Fukuyama contou que não teria escrito Identidade se não fosse Donald Trump. Veio dali a maioria de seus insights no livro. As pesquisas para entender as razões do voto dos americanos em Trump mostram que muitos dos que optaram pelo cabelo alaranjado do bilionário recordavam tempos em que viam seus lugares na sociedade mais seguros. A expectativa era que, por meio de suas ações, Trump fosse capaz de “make America great again”.
Embora distantes no tempo e no espaço, os sentimentos que os eleitores rurais dos Estados Unidos nutrem pelas elites das costas Leste e Oeste americanas e seus “amigos na grande mídia”, e de como se veem excluídos por eles, em muito se assemelham à forma como os apoiadores de Putin veem a arrogância e o desdém das elites ocidentais para com a Rússia. Putin explora essa demanda por dignidade que parte dos russos sente ao falar de como a Europa e os Estados Unidos se aproveitaram da fraqueza da Rússia durante os anos 1990 para levar a Otan até suas fronteiras. Ele também detesta a atitude de superioridade moral dos políticos ocidentais e, como disse certa vez numa conversa com Barack Obama, não quer ver a Rússia ser tratada como um ator regional fraco, mas como uma potência mundial.
Na Hungria, Viktor Orbán declarou em 2017 que seu regresso ao poder marcava o ponto em que os húngaros haviam “decidido recuperar o país”, “recuperar a estima” neles próprios e o que chamou de “nosso futuro”, expresso em uma crítica à União Europeia e à imigração. Seu partido, o Fidesz, entende que a identidade nacional húngara se baseia na etnicidade húngara, em risco diante da integração do continente e da mistura com outros povos.
Fukuyama também vê no surgimento de Osama Bin Laden um exemplo da política do ressentimento e lembra os relatos da mãe do terrorista, que descrevera uma cena em que Bin Laden, com 14 anos, aos prantos, assistia na TV à Palestina humilhada. Mais tarde, a cólera pela humilhação dos muçulmanos galvanizou o engajamento de centenas de jovens que se voluntariaram para lutar ao lado da Síria em nome de uma religião que eles acreditavam ser atacada e oprimida ao redor do mundo.

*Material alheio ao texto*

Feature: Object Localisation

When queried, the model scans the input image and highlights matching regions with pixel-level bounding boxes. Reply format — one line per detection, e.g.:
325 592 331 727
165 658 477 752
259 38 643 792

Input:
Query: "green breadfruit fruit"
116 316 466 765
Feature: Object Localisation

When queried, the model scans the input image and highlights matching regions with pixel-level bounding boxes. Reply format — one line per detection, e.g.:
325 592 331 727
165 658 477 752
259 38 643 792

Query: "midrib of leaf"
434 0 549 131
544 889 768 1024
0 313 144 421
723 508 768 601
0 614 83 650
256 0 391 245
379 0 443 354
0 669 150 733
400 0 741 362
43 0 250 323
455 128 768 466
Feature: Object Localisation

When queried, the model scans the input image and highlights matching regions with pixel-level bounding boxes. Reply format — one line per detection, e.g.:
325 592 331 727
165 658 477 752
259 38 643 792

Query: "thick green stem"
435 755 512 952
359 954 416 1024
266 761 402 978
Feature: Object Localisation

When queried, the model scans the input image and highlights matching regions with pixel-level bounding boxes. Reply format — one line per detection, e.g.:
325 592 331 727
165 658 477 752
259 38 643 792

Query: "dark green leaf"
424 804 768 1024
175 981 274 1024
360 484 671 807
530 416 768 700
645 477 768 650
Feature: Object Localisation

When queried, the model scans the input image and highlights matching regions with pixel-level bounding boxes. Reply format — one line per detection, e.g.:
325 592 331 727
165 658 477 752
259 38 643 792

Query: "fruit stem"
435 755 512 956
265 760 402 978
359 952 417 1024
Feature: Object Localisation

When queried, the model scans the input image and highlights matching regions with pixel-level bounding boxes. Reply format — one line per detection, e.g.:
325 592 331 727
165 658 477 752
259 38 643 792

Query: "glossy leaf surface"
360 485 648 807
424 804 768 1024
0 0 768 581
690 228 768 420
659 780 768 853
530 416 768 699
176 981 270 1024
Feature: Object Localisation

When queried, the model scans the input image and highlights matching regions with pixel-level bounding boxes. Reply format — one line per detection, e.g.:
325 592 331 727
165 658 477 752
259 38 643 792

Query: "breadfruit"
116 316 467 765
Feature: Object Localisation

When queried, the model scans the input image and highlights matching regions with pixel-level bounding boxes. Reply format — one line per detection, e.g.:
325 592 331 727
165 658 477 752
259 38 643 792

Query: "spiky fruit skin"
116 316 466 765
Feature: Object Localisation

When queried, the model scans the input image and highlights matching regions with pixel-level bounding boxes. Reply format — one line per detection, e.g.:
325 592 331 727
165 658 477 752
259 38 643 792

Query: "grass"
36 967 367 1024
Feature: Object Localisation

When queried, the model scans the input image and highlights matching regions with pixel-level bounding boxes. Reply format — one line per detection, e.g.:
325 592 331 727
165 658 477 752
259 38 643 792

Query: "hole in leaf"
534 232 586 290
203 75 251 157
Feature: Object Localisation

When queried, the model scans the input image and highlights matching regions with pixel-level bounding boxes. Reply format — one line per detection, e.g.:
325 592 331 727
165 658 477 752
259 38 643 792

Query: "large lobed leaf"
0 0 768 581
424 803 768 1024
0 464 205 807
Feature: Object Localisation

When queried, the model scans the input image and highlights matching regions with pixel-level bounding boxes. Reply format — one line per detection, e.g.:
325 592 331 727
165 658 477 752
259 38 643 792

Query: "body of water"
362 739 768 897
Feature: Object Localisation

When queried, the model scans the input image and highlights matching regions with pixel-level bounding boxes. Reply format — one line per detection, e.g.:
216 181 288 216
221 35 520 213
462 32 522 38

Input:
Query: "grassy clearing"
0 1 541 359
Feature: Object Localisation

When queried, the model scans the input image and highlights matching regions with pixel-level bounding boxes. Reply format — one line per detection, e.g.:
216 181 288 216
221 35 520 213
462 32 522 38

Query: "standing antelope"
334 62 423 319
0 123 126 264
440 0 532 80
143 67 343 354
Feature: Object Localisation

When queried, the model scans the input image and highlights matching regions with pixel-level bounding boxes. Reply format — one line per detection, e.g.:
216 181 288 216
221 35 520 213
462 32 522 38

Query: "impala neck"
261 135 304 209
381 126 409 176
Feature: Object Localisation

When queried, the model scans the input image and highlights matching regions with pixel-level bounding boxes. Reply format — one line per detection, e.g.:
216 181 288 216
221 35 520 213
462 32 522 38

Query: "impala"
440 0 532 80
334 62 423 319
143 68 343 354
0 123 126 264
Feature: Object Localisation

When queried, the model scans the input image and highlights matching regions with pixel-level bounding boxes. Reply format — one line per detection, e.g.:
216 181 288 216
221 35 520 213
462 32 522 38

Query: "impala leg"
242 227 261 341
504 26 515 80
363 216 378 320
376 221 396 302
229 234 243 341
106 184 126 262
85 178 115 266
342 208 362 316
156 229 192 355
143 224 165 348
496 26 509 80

A recriação do Estado Islâmico traria de volta a glória de uma civilização islâmica do passado, com sua dignidade restabelecida.
No livro, Fukuyama vê muitos integrantes da classe média global como os ressentidos, que “apontam um dedo acusador para cima, às elites, para as quais são invisíveis, mas também para baixo, para os pobres, que eles acham que não são merecedores e estão sendo indevidamente favorecidos”.

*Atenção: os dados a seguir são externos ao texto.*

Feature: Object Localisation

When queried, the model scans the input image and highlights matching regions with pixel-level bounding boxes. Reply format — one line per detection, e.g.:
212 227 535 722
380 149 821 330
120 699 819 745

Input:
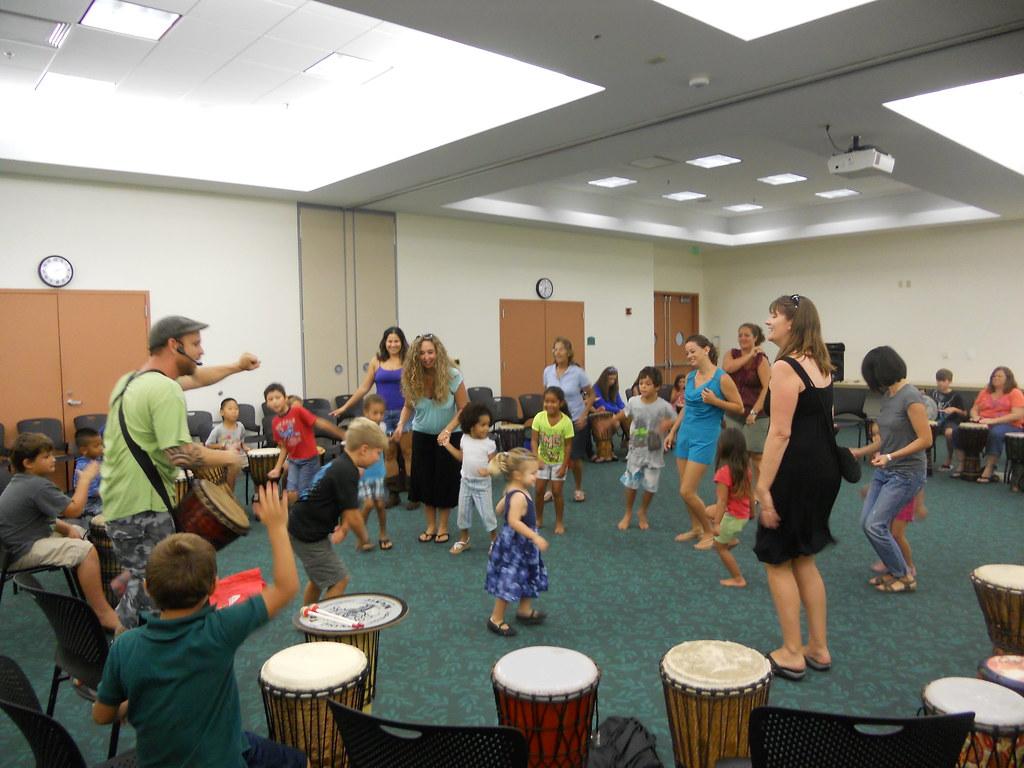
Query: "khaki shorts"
10 534 92 570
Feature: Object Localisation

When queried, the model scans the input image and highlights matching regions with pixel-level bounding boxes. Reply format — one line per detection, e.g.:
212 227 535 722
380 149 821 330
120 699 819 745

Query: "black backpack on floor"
587 717 665 768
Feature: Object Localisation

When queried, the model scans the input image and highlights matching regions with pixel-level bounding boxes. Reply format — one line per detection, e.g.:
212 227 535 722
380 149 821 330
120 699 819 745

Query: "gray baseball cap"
150 314 209 349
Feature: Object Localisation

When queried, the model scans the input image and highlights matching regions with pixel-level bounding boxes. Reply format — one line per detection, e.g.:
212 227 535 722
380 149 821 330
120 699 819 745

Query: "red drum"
490 645 601 768
956 421 988 482
172 479 249 549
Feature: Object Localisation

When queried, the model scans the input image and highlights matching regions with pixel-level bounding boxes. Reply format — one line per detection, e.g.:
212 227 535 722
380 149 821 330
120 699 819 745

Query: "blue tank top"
374 367 406 411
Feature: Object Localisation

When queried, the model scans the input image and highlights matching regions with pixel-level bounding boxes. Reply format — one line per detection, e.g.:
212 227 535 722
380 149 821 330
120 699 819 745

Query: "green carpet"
0 436 1024 768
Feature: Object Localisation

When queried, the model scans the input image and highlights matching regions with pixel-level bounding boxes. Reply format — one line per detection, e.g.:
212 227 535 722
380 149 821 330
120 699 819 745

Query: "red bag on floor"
210 568 266 610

No Brasil, do qual o cientista político não trata em seu livro, o ressentimento contra a inclusão de pobres fica evidente em muitos dos discursos críticos ao Bolsa Família e ao acesso inédito a alguns bens de consumo garantido pelos anos do PSDB e do PT no poder. Houve, sim, quem se incomodasse em ver universidades antes exclusivas serem compartilhadas por bolsistas do ProUni e outros tantos que não gostaram de dividir voos com pessoas que só viajavam de ônibus.
O ressentimento contra os crescentes direitos de minorias, como os homossexuais, está expresso em propostas que tramitam no Congresso, a exemplo da criação do Dia do Orgulho Hétero, e em falas como a do presidente do Superior Tribunal de Justiça, João Otávio de Noronha, que em dezembro de 2017 disse que “heterossexual agora está virando minoria”, que “não tem mais direito nenhum”.
Tudo isso constitui uma parte considerável da massa que votou em Bolsonaro. É claro que não se pode ignorar que muitos votaram acreditando na promessa de um país menos corrupto ou pelo simples desejo de querer algo diferente do PT. Mas, entre os muitos que queriam algo diferente do PT, existiam os que queriam retornar às glórias de um passado que, ao menos na cabeça deles, existiu. Algumas manifestações de bolsonaristas em redes sociais deixam explícita essa visão. “Hoje o povo brasileiro dá um novo grito de independência. O Brasil se liberta da servidão a um partido, a uma ideologia e a um sistema que nada fizeram senão sugar as energias da nação e perverter a sociedade”, escreveu o assessor internacional de Bolsonaro, Filipe Martins, no dia da vitória do presidente no segundo turno.
O discurso de Bolsonaro na ONU também foi na mesma linha, ao falar de como estavam em risco, antes de sua eleição, os “valores familiares e religiosos”. Falou ainda na perseguição a cristãos e sobre como haveria, também antes de sua chegada ao poder, uma “ideologia perversa” infiltrada na cultura, na educação e na mídia, indo “contra a célula mater de qualquer sociedade saudável, a família”, “pervertendo até mesmo sua identidade mais básica e elementar, a biológica”.
O livro de Fukuyama aponta ainda outro alvo dos ressentidos: o politicamente correto — que Bolsonaro também atacou em seu discurso na ONU. E lembra como, nascido a partir da reivindicação de políticas identitárias de esquerda, o politicamente correto, ou melhor, sua negação, tornou-se uma pauta identitária da direita. Ser politicamente incorreto passou a ser uma marca do que é ser de direita. “Trump foi um praticante perfeito da ética de autenticidade que define nossa era: pode ser mendaz, malévolo, preconceituoso ou pouco presidencial, mas pelo menos diz o que pensa”, escreveu, numa frase em que o sujeito poderia ser perfeitamente, em vez de Trump, um certo brasileiro.